Extra heat protection:
To protect the bike I've put some aluminium tape on the inside of the fairing at the closest point to the exhaust and on the underside of the fuel tank. I've done this because the engine gets so hot I wanted to protect the fairing from melting, and it doesn't hurt to protect the fuel tank for the same reasons!
My cooling system tips:
When you run out of cooling liquid for your B1 rep, use is distilled water which is available at your local garage, add some food coloring to it so that you can easily tell the level and away you go.
Only fill the reservoir to a quarter full, this is easily enough coolant and it leaves room for the pressure.
Once you have filled the coolant reservoir, there is often air locks in the system. To get rid of these start the bike and allow it to warm up, then bounce the bike (gently) on its back tire with the bike vertical. Do this a few times, this should get rid of the air locks in the system and prevent overheating. The coolants level may need to be topped up now.
Where not to ride:
Hi just bought my new B1 air cooled from you guys. Thanks it's a great bike. A quick word of advice for your other customers. DO NOT RIDE YOUR MINI MOTO ON THE ROAD. My friend (who also rides a mini moto, but on tracks where they are supposed to be ridden!) is a police man (boooo!) and the law is very strict:
The driver or rider of a motorized board or cycle on a road could face heavy fines, endorsement of license, disqualification and in the case of dangerous driving, up to 2 years imprisonment.
Remember that the term road includes not only a carriageway but also pavements and verges and also any highway which encompasses footpaths, bridleways and by-ways.
It can also include privately owned roads to which the public have access and has in some cases included car parks?
Car park warriors beware!
Here's a good tip. Before riding your mini moto you will need to make sure that your wheels and chain are aligned. Here's how. Loosen the bolts on the back wheel so that you can move it. Place a piece of perfectly straight wood (I used a meter stick) up against the front wheel. When the front wheel is straight the meter stick should be flush against both the front of the tire and the back. Then it's a simple case of lining up the back wheel. The chain should now also be straight.

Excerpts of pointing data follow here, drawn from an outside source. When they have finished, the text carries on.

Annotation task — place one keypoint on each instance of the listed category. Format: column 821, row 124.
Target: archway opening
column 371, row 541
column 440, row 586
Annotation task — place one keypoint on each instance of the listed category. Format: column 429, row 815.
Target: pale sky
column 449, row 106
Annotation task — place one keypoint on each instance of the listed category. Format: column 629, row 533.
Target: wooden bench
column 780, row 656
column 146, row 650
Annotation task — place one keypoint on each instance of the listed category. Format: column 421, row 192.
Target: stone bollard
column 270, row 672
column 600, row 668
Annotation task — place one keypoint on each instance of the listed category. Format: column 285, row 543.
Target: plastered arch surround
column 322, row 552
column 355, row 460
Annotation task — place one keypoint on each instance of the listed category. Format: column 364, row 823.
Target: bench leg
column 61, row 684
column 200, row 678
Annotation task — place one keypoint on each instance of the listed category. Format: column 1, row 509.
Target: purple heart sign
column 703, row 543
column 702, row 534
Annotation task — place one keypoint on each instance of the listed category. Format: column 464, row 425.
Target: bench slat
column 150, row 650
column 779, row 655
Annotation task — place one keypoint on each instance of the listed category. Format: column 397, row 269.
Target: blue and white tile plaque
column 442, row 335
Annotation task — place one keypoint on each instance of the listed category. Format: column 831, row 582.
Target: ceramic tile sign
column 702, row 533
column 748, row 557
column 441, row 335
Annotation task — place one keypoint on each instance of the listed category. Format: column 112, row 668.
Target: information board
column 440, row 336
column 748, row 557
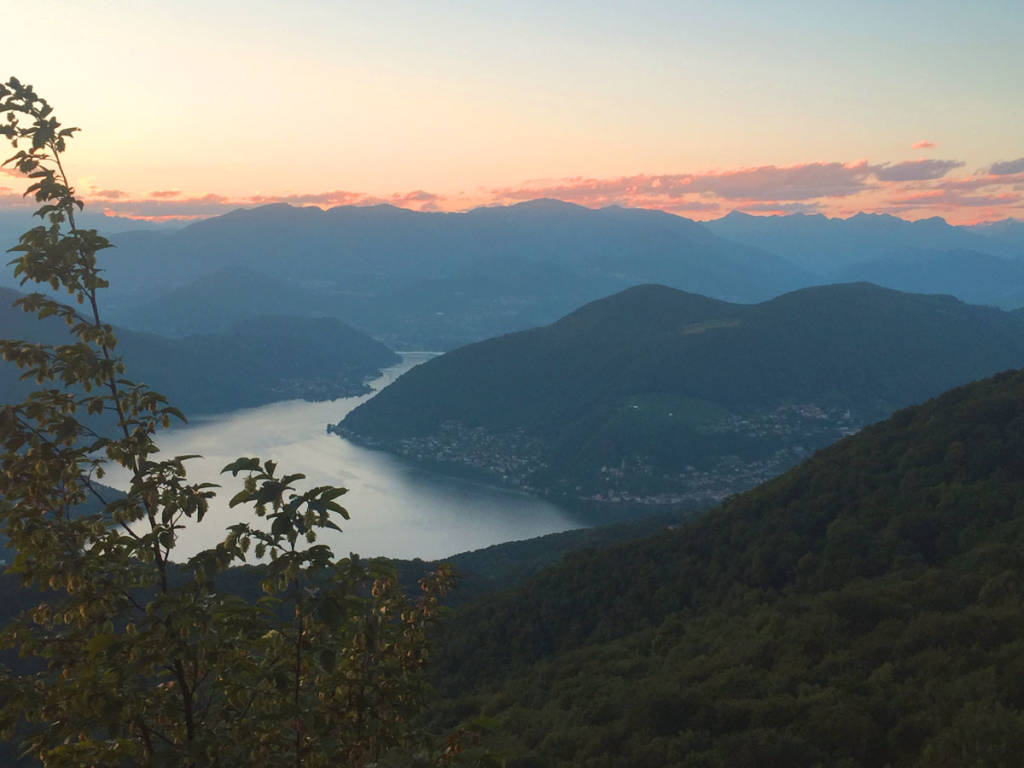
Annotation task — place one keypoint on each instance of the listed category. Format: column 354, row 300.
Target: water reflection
column 396, row 509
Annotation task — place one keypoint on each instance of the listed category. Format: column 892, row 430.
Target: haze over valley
column 512, row 385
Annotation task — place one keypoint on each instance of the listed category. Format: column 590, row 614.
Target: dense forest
column 656, row 392
column 865, row 608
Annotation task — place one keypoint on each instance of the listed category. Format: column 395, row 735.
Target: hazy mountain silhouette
column 827, row 246
column 426, row 279
column 263, row 359
column 653, row 380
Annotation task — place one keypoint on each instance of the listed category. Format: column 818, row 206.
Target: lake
column 397, row 509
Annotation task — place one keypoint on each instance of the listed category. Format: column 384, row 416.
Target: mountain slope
column 657, row 391
column 825, row 246
column 865, row 608
column 267, row 358
column 427, row 280
column 971, row 275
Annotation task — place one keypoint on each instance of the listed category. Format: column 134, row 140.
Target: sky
column 190, row 109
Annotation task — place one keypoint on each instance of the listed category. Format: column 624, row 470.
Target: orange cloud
column 1008, row 167
column 916, row 187
column 108, row 194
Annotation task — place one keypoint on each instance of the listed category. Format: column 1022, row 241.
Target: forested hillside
column 424, row 281
column 662, row 396
column 865, row 608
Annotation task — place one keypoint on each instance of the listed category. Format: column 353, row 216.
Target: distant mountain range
column 421, row 280
column 656, row 395
column 262, row 359
column 436, row 281
column 982, row 263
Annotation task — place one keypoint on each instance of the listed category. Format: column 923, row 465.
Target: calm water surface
column 396, row 509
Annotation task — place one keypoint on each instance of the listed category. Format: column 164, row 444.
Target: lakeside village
column 786, row 434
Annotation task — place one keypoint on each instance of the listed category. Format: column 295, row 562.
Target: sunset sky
column 192, row 109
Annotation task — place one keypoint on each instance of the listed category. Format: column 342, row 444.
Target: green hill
column 662, row 396
column 863, row 609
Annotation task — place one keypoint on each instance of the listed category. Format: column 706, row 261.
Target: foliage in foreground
column 133, row 666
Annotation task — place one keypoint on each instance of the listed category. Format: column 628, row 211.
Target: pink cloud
column 108, row 194
column 832, row 187
column 915, row 170
column 1007, row 167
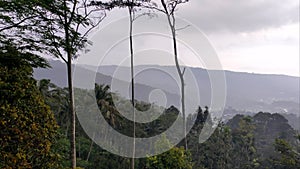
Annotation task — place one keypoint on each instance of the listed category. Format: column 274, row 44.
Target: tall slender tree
column 169, row 8
column 60, row 28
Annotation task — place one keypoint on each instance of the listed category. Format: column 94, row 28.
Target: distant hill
column 245, row 91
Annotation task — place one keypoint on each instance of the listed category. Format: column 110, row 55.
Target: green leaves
column 27, row 127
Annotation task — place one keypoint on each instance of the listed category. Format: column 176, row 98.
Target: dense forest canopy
column 38, row 123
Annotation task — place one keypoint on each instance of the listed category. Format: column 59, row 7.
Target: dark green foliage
column 27, row 126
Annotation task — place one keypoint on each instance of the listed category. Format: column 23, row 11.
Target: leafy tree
column 168, row 9
column 243, row 144
column 174, row 158
column 27, row 126
column 288, row 158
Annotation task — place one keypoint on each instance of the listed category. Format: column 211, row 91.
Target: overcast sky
column 260, row 36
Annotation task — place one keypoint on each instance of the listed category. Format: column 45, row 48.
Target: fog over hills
column 246, row 92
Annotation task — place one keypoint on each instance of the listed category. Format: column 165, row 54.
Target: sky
column 257, row 36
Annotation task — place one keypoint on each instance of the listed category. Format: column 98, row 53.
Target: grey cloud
column 240, row 15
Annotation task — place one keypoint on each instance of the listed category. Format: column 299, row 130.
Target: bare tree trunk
column 131, row 19
column 172, row 25
column 181, row 74
column 72, row 112
column 91, row 147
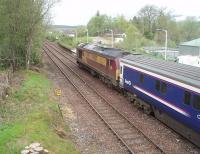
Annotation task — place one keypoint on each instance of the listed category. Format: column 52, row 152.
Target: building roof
column 111, row 52
column 194, row 43
column 179, row 72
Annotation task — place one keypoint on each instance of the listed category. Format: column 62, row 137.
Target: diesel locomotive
column 168, row 90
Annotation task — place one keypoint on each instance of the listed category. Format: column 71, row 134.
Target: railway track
column 129, row 135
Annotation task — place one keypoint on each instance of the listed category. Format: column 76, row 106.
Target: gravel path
column 166, row 138
column 90, row 133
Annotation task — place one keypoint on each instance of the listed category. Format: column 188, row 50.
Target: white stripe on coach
column 162, row 101
column 197, row 90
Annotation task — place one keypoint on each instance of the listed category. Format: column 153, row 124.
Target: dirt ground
column 92, row 136
column 89, row 132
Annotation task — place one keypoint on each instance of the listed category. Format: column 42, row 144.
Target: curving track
column 129, row 135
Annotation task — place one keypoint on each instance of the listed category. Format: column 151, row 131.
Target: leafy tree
column 189, row 29
column 147, row 19
column 23, row 23
column 99, row 24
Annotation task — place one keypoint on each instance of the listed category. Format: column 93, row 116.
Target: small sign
column 58, row 92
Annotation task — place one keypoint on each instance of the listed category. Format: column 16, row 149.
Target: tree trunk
column 28, row 51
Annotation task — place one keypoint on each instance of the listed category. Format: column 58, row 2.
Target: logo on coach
column 128, row 82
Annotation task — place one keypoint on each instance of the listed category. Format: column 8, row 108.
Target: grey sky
column 78, row 12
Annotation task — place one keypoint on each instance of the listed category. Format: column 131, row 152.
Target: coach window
column 196, row 102
column 187, row 97
column 142, row 78
column 164, row 88
column 157, row 86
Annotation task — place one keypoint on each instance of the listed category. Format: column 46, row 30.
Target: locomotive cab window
column 157, row 86
column 141, row 78
column 187, row 97
column 164, row 88
column 196, row 102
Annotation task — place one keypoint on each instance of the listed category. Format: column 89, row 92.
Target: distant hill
column 64, row 27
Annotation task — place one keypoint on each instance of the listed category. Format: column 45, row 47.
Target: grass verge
column 30, row 114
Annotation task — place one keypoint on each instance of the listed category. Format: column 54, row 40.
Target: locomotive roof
column 111, row 52
column 181, row 72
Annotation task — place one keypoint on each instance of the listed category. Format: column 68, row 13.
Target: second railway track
column 130, row 136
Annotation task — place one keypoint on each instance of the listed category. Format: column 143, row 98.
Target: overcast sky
column 79, row 12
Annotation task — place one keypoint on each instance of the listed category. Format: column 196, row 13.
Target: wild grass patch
column 30, row 114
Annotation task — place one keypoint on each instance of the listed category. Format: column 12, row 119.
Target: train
column 169, row 91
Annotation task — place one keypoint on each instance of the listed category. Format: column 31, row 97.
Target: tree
column 189, row 29
column 147, row 19
column 99, row 24
column 22, row 21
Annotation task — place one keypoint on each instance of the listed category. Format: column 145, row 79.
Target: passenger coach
column 171, row 89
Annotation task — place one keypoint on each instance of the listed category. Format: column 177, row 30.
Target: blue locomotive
column 170, row 89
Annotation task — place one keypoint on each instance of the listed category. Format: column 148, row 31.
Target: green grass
column 31, row 115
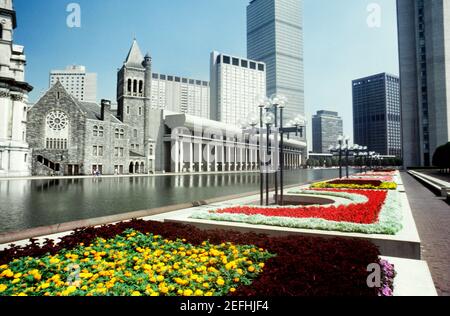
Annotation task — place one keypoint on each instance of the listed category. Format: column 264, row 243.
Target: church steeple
column 134, row 58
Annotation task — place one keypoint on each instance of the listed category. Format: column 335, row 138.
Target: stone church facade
column 14, row 150
column 70, row 137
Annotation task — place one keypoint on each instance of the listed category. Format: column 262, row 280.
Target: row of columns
column 188, row 156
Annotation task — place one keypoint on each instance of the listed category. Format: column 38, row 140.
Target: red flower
column 363, row 213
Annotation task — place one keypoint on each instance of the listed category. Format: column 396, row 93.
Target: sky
column 339, row 44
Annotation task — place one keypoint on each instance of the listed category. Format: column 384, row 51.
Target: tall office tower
column 376, row 114
column 424, row 52
column 14, row 150
column 235, row 85
column 180, row 94
column 80, row 84
column 275, row 37
column 326, row 128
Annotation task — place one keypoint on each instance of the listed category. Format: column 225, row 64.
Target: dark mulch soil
column 303, row 266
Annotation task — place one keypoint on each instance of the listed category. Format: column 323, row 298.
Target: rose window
column 57, row 120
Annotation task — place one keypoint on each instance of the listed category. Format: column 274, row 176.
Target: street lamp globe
column 253, row 119
column 269, row 118
column 262, row 102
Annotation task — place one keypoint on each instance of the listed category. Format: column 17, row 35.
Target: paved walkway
column 432, row 216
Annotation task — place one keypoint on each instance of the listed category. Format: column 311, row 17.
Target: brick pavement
column 432, row 216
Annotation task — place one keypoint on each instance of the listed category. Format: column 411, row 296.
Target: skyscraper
column 376, row 114
column 181, row 94
column 326, row 127
column 80, row 84
column 275, row 37
column 235, row 84
column 424, row 51
column 14, row 150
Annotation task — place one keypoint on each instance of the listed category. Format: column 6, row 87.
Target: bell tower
column 131, row 97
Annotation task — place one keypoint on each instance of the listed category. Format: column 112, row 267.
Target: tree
column 441, row 157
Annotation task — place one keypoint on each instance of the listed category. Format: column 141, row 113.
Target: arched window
column 135, row 86
column 129, row 86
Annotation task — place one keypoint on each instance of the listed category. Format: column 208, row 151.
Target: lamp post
column 268, row 120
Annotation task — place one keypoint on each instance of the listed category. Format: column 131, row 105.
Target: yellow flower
column 188, row 292
column 8, row 273
column 220, row 282
column 198, row 293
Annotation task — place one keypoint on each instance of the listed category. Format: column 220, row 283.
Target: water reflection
column 26, row 204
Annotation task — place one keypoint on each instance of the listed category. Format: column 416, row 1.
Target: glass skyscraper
column 326, row 127
column 275, row 37
column 424, row 46
column 376, row 114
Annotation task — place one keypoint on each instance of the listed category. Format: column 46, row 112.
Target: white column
column 208, row 157
column 216, row 160
column 229, row 158
column 223, row 157
column 200, row 157
column 235, row 157
column 191, row 157
column 181, row 156
column 177, row 156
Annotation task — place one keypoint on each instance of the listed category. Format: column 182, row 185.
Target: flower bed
column 282, row 266
column 378, row 214
column 356, row 184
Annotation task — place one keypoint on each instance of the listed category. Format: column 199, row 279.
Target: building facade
column 327, row 126
column 80, row 84
column 236, row 85
column 275, row 37
column 14, row 150
column 180, row 94
column 424, row 53
column 72, row 137
column 376, row 114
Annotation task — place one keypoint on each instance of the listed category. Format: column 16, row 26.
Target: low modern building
column 376, row 114
column 326, row 128
column 79, row 83
column 236, row 85
column 14, row 150
column 181, row 94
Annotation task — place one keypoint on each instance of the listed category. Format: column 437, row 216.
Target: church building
column 14, row 150
column 71, row 137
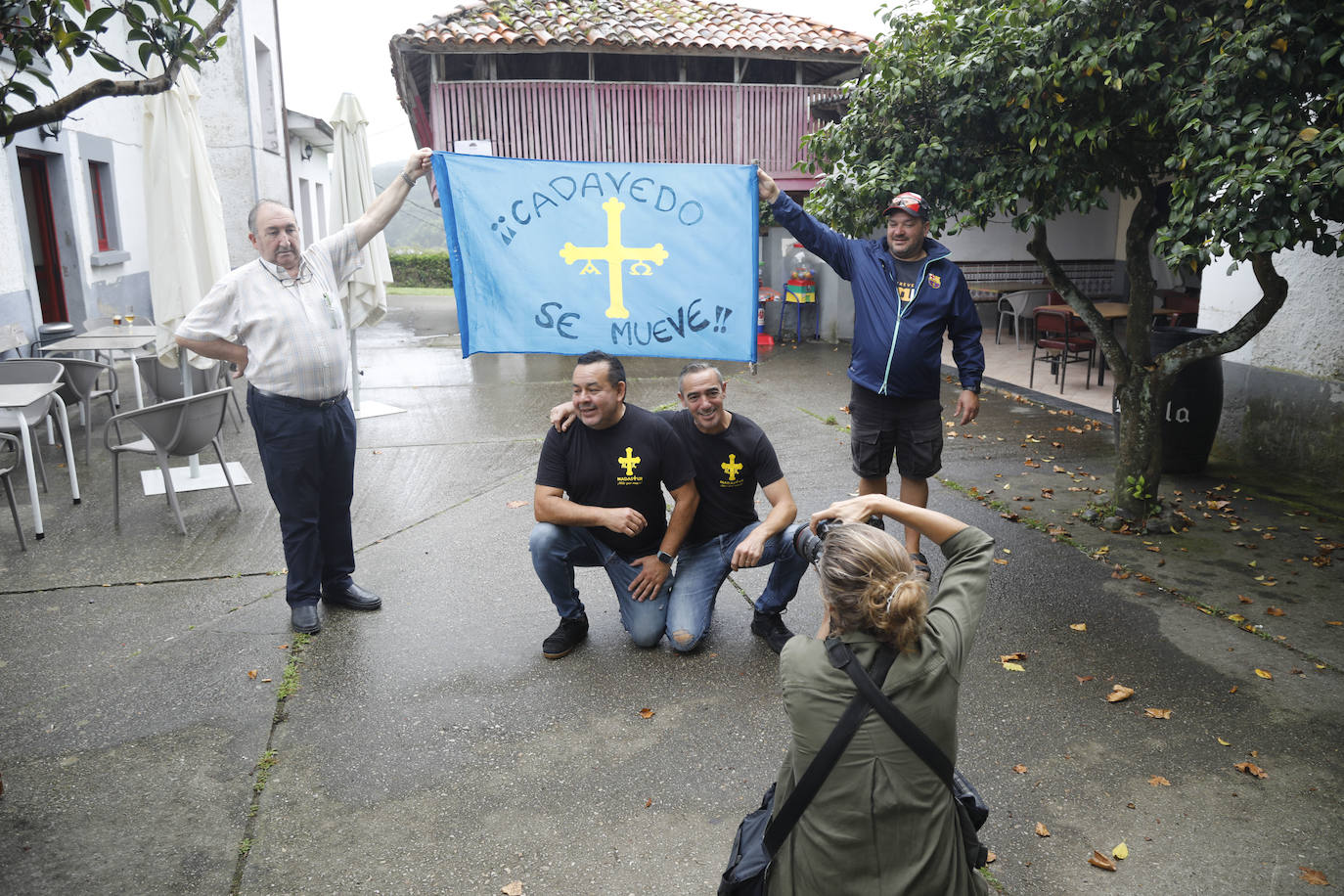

Changing the gearing on your mini moto is simple. A bigger front sprocket combined with a smaller rear sprocket creates a smaller ratio, this means that the mini moto will have better acceleration but less top speed. A smaller front sprocket with a bigger back sprocket will give your mini moto a better top speed but slower acceleration.
Here are the possible variations of gearing: The lower the ratio the faster acceleration. The higher ratio, the better the top speed.
I tried 7/56 with my B1 Rep at GP Karting, I think that this is just about right for that track as it has lots of tight corners. Might go to Stretton soon so I can try my 7/68 setup. This should be good for the straights however it may take a while to get up to speed!